There are compulsive constructive verbal actions. We recite mantras and things like that in order to be a good practitioner. 'The recitation and accumulation of 100,000 mantras are mine. I’m good. I’ve proven that I’m a good practitioner because I’ve done 100,000 of them.' Now it makes me feel secure, this solid “me,” as if it could be made secure by reciting something 100,000 times. It could be the same thing with a mental activity such as reciting the mantras in your head. It is the same thing. The action itself is not the problem. It is the compulsiveness behind it and the whole mechanism of “me” and "mine." This is going to make “me” feel secure and make “me” feel good. That’s the problem. That’s what is making it compulsive and basically you would say neurotic in the West.

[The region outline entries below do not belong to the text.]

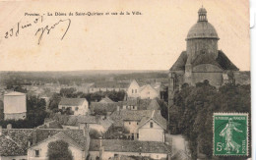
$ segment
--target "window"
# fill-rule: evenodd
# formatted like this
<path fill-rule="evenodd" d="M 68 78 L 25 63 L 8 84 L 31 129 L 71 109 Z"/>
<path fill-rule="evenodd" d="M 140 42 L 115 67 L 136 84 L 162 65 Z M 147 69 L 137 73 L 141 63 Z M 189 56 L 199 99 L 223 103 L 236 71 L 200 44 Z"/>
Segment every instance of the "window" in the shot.
<path fill-rule="evenodd" d="M 153 128 L 153 123 L 151 122 L 151 128 Z"/>
<path fill-rule="evenodd" d="M 35 157 L 39 157 L 39 150 L 34 150 Z"/>

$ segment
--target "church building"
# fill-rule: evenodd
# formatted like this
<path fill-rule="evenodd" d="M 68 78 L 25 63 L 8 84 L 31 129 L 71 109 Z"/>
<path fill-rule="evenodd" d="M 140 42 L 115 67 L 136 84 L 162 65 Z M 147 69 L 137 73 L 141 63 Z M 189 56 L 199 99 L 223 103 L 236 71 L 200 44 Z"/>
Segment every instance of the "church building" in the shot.
<path fill-rule="evenodd" d="M 234 82 L 234 72 L 239 69 L 218 49 L 219 40 L 214 26 L 208 22 L 206 9 L 200 8 L 198 21 L 187 34 L 186 51 L 181 52 L 169 70 L 169 96 L 183 83 L 195 85 L 208 80 L 219 87 Z"/>

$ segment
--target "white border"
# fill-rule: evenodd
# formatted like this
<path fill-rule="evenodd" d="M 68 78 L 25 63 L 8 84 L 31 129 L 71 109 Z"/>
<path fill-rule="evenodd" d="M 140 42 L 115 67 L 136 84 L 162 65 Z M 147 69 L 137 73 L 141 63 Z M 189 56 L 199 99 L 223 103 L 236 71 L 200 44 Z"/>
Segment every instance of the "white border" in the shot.
<path fill-rule="evenodd" d="M 246 150 L 246 154 L 215 154 L 215 116 L 246 116 L 247 117 L 247 150 Z M 233 156 L 233 157 L 244 157 L 244 156 L 249 156 L 249 114 L 248 113 L 239 113 L 239 112 L 216 112 L 213 114 L 213 156 L 216 157 L 220 157 L 220 156 Z M 251 147 L 250 147 L 251 148 Z M 250 149 L 251 150 L 251 149 Z"/>

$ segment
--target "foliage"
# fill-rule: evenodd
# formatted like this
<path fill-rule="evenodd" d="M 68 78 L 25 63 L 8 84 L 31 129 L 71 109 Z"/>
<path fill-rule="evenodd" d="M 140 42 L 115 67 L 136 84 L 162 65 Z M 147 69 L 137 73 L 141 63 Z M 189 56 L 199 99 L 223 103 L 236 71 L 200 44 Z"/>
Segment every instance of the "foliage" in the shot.
<path fill-rule="evenodd" d="M 52 110 L 53 112 L 57 112 L 58 111 L 58 105 L 59 102 L 61 100 L 61 96 L 58 93 L 54 93 L 51 97 L 50 97 L 50 101 L 49 101 L 49 106 L 48 108 L 50 110 Z"/>
<path fill-rule="evenodd" d="M 89 134 L 90 134 L 91 138 L 96 139 L 96 138 L 102 137 L 102 134 L 94 129 L 90 130 Z"/>
<path fill-rule="evenodd" d="M 219 90 L 208 81 L 196 86 L 185 85 L 174 95 L 170 109 L 172 133 L 182 133 L 189 139 L 192 158 L 197 148 L 211 158 L 213 155 L 213 113 L 250 113 L 250 85 L 226 84 Z"/>
<path fill-rule="evenodd" d="M 32 129 L 43 124 L 48 117 L 45 111 L 45 100 L 37 96 L 27 96 L 27 118 L 25 120 L 1 120 L 0 125 L 6 128 L 12 124 L 14 129 Z"/>
<path fill-rule="evenodd" d="M 73 160 L 69 144 L 63 140 L 52 141 L 48 144 L 49 160 Z"/>

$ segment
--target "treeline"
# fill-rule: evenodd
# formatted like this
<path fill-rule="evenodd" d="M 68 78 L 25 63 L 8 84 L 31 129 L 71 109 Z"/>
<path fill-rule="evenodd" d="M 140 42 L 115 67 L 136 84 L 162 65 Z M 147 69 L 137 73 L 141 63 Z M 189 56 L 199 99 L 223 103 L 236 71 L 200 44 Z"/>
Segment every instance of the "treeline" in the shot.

This is the basic presentation of what karma means and what it is talking about in the less complicated system, Asanga’s system. The important thing to remember out of all of this is that the biggest troublemaker in us is the compulsiveness that drives us to act in compulsive neurotic ways that are either destructive or constructive. That compulsion that is accompanied with these disturbing emotions brings unhappiness basically when acting in a destructive way. It leads to my unhappiness because compulsively I have that urge to yell; compulsively I have that urge to be selfish or to be demanding. It’s out of control and causes our unhappiness. There is also the compulsive constructive behavior, such as always having to clean my house, to always try to be perfect and so on. It makes me feel happy but that happiness doesn’t last because I’m never satisfied. Then I have to do something else to prove that I’m perfect. I can never be perfect enough. It’s completely neurotic. Each time that I get things a little bit perfect, it feels okay. But it isn’t okay. I think perfectionism is the perfect example of what we’re talking about in terms of this compulsive constructive behavior. Being a perfectionist can drive you crazy especially when we apply it here in our Dharma practice. We have to be perfect, we have to sit properly and all of this. We are never relaxed.

All-Pervasive Suffering

Then, because of all of this we have all-pervasive suffering. Because of this compulsiveness, then compulsively we take rebirth and have a body and mind with which we can experience more compulsive urges. Maybe the following example is not an exact analogy but it’s a nice analogy. We are in an unhealthy relationship with somebody with all sorts of compulsive behavior in it. The relationship ends and getting out of it is analogous to dying from one rebirth. Then compulsively we look for another relationship and then we get into it. That’s the compulsion. We have to have a relationship. Then, we get into it and we have the same compulsive habits again. It just repeats and we never learn. We just compulsively get into another and another and another relationship and they are all unhealthy. This is all-pervasive suffering. Unless we learn something from them, the more unhappy relationships that we get into, the more it makes the habit of being unhealthy and compulsive stronger, doesn’t it? This is pathetic. This is samsara. We want to get out of that because it just makes us crazy and miserable and even more so because it really prevents us from being of any constructive help to anybody.